We also have our Adult Program with Weekly classes and our Women's Self Defense Program. Along with our on-going programs you have a variety of Semi-Private and Private Programs to choose from. These programs are tailored to your needs and taught by one of our World Class or Celeberty Trainers.
About Judo Classes in Winter Garden
Judo, the gentle way, is a Japanese martial arts style characterized by unarmed combat created in 1882 by Jigoro Kano, aka, “the father of Judo.” Judo is a very eclectic martial art that stems mostly from Tenjin Shinyo-ryu jujutsu and Kitō-ryu jujutsu with an emphasis on randori (free sparring) versus kata (choreographed sequence of movements, or form).
Judo rose in popularity thanks to its performance, which established dominance over the already established jujutsu schools competing in tournaments hosted by the Tokyo Metropolitan Police Department. Because of this, the department adopted the martial art as its primary form of combat and self-defense training.
Jujustu (now often referred to as Jiu-Jitsu) is an umbrella term for the family of Japanese martial arts styles for close combat that can be used in defense or an offensive manner to subdue or even kill armed or unarmed attackers. For a while, Judo was referred to as Kano Jujutsu or Kano Ryu to help differentiate it from the rest of the Jujutsu schools at the time.

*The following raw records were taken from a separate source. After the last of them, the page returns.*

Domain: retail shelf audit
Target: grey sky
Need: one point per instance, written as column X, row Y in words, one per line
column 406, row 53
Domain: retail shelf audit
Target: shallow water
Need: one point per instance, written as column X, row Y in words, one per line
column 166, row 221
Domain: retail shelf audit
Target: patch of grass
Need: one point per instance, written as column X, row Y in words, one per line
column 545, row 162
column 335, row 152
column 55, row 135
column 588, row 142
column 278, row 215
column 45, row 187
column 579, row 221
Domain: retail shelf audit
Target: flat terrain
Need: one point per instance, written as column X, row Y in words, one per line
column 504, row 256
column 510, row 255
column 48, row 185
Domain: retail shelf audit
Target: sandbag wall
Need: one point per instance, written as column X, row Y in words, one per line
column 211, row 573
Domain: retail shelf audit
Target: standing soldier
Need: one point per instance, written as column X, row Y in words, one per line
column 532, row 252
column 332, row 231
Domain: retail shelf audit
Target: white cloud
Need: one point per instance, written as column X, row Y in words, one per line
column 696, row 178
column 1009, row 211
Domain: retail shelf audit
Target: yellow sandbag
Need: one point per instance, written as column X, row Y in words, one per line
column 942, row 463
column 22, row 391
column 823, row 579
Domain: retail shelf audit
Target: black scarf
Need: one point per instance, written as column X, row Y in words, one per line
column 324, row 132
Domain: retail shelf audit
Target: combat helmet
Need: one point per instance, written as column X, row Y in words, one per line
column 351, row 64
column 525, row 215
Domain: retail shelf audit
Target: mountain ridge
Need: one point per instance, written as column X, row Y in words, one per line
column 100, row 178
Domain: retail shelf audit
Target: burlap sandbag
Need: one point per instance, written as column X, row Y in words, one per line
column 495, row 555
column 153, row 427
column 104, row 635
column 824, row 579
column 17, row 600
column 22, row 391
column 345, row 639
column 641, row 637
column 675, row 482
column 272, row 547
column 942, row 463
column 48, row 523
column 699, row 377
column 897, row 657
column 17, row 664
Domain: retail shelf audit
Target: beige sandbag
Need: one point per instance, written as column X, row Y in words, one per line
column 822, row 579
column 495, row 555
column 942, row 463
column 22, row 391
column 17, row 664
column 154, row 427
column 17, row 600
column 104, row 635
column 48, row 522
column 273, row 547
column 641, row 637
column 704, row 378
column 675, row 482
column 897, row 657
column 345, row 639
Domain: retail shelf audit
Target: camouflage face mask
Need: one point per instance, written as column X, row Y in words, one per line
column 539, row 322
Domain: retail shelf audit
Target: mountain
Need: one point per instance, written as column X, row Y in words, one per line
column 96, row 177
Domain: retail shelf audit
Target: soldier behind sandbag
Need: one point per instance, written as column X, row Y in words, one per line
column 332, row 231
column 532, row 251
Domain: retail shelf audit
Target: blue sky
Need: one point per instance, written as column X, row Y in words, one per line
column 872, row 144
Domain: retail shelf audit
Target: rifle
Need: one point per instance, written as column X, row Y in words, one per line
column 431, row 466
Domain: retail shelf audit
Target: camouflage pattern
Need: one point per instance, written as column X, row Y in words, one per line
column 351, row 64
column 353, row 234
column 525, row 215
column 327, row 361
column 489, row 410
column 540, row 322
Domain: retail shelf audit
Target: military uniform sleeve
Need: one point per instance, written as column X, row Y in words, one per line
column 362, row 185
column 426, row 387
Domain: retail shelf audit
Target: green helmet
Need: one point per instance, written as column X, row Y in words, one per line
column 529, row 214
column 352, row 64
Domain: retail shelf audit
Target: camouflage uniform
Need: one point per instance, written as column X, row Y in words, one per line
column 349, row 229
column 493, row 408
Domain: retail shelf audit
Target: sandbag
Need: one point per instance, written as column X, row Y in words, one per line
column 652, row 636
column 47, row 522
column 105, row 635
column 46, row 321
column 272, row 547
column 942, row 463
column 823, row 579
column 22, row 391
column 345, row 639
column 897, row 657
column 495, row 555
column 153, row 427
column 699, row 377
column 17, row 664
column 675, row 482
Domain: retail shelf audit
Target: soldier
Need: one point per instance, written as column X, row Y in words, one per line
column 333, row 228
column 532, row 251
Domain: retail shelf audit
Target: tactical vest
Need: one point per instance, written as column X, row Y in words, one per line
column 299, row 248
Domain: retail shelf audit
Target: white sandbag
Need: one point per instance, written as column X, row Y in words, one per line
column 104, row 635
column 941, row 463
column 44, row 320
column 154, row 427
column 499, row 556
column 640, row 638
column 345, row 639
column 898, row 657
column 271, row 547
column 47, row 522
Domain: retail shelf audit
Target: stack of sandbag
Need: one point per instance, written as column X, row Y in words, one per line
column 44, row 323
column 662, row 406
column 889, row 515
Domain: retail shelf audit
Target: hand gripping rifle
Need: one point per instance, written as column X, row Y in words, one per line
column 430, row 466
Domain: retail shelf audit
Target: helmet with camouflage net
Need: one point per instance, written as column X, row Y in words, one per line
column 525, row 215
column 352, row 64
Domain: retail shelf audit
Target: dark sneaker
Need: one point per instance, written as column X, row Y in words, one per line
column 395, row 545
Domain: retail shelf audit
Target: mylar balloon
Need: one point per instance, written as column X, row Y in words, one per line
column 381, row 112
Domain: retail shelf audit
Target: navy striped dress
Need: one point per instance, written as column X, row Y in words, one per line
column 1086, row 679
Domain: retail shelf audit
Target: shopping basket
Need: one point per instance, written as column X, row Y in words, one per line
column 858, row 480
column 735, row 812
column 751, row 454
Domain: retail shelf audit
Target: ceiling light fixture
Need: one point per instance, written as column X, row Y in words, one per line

Judo practitioners are referred to as judokas and the uniforms they wear are called judogi, which include a belt used to denote kyū (student) and dan (master) ranks. The colored belt system to demonstrate a practitioner’s ranking was also developed by Jigoro Kano and has been used throughout most forms of martials arts since. Judo is also practiced in a dōjō, which is traditionally a place for immersive learning and meditation.
In competitive Judo, the objective is to throw your opponent, immobilize them by pinning them to the ground or force them to submit by means of a joint lock or choke. Strikes are also utilized as are weapons. However, weapons are only involved in pre-arranged katas. Judo practitioners don’t typically train with weapons and they’re illegal in both competition and free practice.
Judo’s philosophy revolves around two main principles: Seiryoku-Zento (the maximum and efficient use of energy) and Jita-Kyoei (mutual welfare and benefit). Judo’s philosophy and subsequent method of teaching later became the model for many other modern Japanese martial arts that also developed based on the teachings of koryū (traditional martial arts schools). Judo also influenced a number of other martial arts around the world including Krav Maga, sambo, Brazilian jiu-jitsu, hapkido, and ARB (Russian army hand-to-hand combat), among other close-combat forms such as shoot wrestling, close-quarters combat (CQC), MMA, and submission wrestling.
Judo has one international governing body known as the International Judo Federation (IJF), and practitioners from all over the world can compete in the IJF professional circuit. It also made its way into the Olympic Games in 1964 in Tokyo, and while it was not included in the Olympic Games of 1968 in Mexico City, it returned for the 1972 Games in Munich for good.